身体障害者が殺人を犯す衝撃作『おそいひと』を製作したシマフィルムと柴田剛監督が再びタッグを結成、霊的な神話の名残がある“京都”を舞台に、地球侵略を目論む妖怪と人間の戦いをハイテンションに描き出す。「オカルト」「SF」「陰陽道」「格差社会」「少年犯罪」「報道被害(メディアスクラム)」「レベル・ミュージック」etc……様々なモチーフが混在する驚愕の映像世界、その内容とは!?ポレポレ東中野にて、絶賛公開中
2011年3月より京都シネマ、シネマート心斎橋で公開決定
主演は(昔、高円寺までライブを観に行ったらステージでゲロを吐いていた)オシリペンペンズの石井モタコ。監督は、前作『おそいひと』で全国のヒマな映画ファンを唸らせた柴田剛。

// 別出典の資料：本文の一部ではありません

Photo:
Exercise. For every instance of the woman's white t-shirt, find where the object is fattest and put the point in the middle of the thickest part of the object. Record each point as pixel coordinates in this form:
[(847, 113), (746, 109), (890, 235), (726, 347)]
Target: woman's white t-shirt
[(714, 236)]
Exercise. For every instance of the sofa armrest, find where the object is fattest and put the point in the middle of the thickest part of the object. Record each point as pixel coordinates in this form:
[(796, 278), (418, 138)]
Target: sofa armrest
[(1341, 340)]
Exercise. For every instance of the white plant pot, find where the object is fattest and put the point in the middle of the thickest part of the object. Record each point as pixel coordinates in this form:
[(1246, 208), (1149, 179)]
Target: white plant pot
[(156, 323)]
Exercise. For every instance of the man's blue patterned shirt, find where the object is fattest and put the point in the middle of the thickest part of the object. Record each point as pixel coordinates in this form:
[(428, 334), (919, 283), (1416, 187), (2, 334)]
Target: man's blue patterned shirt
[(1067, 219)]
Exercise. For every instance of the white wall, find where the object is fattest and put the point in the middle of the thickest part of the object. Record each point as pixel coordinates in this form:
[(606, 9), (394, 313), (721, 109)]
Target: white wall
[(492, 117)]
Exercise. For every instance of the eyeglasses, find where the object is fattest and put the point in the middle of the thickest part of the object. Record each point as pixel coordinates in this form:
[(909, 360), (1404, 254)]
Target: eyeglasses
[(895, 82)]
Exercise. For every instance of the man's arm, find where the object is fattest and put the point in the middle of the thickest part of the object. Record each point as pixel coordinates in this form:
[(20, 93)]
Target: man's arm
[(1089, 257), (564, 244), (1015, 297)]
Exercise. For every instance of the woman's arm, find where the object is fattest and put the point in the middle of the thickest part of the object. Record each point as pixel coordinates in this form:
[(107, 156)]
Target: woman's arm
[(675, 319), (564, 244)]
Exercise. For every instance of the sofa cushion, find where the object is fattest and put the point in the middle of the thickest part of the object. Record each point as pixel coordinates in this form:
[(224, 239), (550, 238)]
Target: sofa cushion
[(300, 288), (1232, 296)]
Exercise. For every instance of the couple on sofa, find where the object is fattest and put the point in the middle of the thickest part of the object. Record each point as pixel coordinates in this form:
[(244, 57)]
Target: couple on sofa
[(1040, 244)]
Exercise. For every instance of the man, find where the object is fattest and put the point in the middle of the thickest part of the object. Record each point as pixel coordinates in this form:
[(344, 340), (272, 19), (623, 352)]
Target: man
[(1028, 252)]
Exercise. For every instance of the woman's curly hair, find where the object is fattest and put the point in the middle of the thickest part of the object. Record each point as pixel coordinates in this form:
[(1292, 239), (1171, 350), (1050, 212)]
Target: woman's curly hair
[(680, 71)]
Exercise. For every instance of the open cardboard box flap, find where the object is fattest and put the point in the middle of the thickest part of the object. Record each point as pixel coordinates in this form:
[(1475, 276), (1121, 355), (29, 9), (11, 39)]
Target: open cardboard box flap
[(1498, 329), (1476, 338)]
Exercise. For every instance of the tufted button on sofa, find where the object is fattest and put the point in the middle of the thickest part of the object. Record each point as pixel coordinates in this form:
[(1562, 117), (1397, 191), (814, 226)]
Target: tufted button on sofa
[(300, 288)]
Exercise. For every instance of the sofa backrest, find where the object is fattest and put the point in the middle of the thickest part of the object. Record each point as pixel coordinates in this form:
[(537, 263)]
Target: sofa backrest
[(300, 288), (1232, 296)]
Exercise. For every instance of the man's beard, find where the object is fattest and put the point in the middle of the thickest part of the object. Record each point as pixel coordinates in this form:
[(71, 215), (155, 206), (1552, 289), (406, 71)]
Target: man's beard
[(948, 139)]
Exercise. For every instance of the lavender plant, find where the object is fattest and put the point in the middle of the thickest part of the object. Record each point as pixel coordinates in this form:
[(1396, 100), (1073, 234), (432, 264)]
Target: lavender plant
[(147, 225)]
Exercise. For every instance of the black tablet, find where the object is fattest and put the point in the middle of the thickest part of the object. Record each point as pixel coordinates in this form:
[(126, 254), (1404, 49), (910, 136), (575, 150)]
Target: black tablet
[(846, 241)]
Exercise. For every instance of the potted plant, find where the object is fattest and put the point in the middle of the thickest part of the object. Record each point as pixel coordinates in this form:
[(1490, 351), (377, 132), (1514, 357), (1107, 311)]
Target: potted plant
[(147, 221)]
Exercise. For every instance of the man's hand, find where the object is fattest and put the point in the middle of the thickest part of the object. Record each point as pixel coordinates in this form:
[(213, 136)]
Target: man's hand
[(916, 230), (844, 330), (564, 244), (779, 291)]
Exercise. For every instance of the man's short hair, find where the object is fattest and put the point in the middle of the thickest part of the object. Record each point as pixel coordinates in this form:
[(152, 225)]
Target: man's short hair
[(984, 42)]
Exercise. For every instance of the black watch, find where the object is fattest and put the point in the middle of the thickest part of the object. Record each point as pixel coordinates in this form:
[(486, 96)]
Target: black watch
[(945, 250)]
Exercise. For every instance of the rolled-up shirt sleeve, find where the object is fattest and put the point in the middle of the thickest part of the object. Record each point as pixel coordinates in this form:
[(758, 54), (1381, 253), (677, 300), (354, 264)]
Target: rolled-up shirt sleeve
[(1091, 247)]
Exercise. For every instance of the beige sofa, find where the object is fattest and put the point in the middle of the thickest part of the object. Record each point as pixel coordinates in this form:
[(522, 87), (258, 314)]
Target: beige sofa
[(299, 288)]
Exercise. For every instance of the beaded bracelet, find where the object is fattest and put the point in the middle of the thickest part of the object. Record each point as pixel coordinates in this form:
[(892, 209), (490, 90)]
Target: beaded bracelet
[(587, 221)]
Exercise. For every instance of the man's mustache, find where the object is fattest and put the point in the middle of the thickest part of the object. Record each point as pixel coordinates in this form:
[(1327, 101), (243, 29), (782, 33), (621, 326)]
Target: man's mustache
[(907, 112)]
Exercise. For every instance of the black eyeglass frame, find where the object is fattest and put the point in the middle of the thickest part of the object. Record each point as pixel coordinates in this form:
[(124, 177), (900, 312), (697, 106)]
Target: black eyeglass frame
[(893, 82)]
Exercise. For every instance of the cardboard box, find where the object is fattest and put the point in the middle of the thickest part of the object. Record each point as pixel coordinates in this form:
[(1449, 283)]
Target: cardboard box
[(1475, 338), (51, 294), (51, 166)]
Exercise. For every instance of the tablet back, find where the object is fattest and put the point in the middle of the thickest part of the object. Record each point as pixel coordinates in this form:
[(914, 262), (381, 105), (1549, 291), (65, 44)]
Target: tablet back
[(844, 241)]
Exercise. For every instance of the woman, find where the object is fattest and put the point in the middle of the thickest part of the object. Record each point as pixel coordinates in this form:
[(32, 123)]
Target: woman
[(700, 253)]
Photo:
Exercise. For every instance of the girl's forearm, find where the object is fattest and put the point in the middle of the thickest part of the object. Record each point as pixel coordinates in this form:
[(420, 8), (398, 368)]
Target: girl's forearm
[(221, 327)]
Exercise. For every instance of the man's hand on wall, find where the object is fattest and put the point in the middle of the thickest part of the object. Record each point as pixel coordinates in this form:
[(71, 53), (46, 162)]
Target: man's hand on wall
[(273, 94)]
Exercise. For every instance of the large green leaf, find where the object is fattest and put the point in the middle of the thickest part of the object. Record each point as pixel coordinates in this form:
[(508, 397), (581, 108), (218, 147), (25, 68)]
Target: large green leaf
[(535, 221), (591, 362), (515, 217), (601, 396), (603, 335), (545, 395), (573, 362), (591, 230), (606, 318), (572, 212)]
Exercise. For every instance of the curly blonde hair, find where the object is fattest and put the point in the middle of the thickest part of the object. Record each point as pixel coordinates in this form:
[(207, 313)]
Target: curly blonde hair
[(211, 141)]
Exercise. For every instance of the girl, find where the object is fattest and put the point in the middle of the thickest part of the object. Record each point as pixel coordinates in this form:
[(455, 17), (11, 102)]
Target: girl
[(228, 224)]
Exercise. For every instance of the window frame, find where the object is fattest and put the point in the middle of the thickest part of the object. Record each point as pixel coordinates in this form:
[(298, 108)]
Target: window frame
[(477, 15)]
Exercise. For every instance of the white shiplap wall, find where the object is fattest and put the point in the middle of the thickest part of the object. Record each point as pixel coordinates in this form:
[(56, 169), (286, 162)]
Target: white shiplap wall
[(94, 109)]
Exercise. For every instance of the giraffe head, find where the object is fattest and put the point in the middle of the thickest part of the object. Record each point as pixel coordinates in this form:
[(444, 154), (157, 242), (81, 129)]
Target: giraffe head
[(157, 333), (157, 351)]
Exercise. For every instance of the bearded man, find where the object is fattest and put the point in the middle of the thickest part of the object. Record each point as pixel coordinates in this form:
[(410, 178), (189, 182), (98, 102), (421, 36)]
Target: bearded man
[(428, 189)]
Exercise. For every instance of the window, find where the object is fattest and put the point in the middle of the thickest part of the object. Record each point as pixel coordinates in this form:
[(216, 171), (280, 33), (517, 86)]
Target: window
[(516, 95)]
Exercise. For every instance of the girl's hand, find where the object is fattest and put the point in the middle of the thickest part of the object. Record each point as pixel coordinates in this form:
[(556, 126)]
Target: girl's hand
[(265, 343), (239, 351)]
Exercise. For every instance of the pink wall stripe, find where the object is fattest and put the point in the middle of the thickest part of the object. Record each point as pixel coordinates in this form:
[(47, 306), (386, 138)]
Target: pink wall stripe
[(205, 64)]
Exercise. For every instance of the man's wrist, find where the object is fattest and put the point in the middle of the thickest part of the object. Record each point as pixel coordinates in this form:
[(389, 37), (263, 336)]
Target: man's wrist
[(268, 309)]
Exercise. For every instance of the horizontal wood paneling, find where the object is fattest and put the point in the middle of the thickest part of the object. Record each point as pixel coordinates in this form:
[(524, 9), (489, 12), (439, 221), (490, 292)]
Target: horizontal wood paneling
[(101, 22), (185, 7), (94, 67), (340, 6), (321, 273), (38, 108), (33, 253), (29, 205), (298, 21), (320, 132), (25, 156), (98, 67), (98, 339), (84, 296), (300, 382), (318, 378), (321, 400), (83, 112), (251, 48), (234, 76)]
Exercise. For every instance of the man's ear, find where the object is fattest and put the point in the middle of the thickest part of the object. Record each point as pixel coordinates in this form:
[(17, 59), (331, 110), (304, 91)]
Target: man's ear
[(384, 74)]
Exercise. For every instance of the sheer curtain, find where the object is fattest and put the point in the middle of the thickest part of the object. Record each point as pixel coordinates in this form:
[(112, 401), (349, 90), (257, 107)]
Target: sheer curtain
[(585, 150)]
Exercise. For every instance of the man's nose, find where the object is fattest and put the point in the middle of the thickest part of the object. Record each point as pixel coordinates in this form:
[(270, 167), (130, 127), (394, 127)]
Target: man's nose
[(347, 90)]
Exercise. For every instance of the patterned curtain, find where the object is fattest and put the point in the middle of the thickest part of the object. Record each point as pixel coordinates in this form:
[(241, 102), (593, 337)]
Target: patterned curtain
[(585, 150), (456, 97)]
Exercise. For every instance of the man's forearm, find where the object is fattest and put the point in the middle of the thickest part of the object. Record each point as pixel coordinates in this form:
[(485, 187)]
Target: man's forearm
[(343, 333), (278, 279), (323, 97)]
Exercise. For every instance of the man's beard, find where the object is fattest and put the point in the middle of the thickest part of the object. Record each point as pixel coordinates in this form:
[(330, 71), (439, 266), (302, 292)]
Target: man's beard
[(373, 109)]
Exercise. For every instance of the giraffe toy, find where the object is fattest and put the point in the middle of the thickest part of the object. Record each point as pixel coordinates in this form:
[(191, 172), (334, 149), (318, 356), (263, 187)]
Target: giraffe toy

そして音楽にneco眠る、ELEKTRO HUMANGEL、ABRAHAM CROSSなど、昼から街をうろついていれば1度はすれ違っていそうな奴らが大集合。もはや観ただけで職を失う危険性すら漂う、究極の無職映画が誕生したのだ!
石井モタコの役どころはDV気味の彼女を持つヒモ。登場シーンで早速「やったね! 下着姿の女性登場!」と思っていると、振り返ったのはブリーフをはいた石井モタコだったという、ルーズな生活感をかましてくれる。
相棒は『バチアタリ暴力人間』(監督:白石晃士、笠井暁大)の山本剛史演じる、口が達者なホームレス。2人はスジ者にしか見えないスキンヘッド陰陽師・安倍晴明の子分にされ、京都の街を守るため悪霊と戦う。
悪霊は黒柳徹子が屋久杉になったような凄いビジュアルなのだが、その実体は今の日本を覆う「空気」と言っていいだろう。コンプライアンスを重視し、健康増進に努め、マナーからルールへ変わり、整列乗車に協力して、誰も彼もが不機嫌そうなツラで、マスクをしてぎゅう詰めの満員電車に乗り込む……、そうあの雰囲気が悪霊なのだ!
市役所の職員が公園や駅前からホームレスを排除する代わりに、この映画では分かり易く金属バットを持った中学生が日々ホームレス狩りに励んでいる(悪霊の仕業)。仕事やめたいけどやめられない、と言って泣き出す彼女もいれば(悪霊の仕業)、仕事のミスに怒り狂う顧客もいる(もちろん悪霊の仕業)。
悪霊はTV局を使って勢力を拡大し、そこには芸能活動の傍らホームレス狩りにいそしむカリスマ中学生も出てくる。芸能リポーターは「憤激リポート」を繰り返し、叩ける奴は心ゆくまで叩かれる。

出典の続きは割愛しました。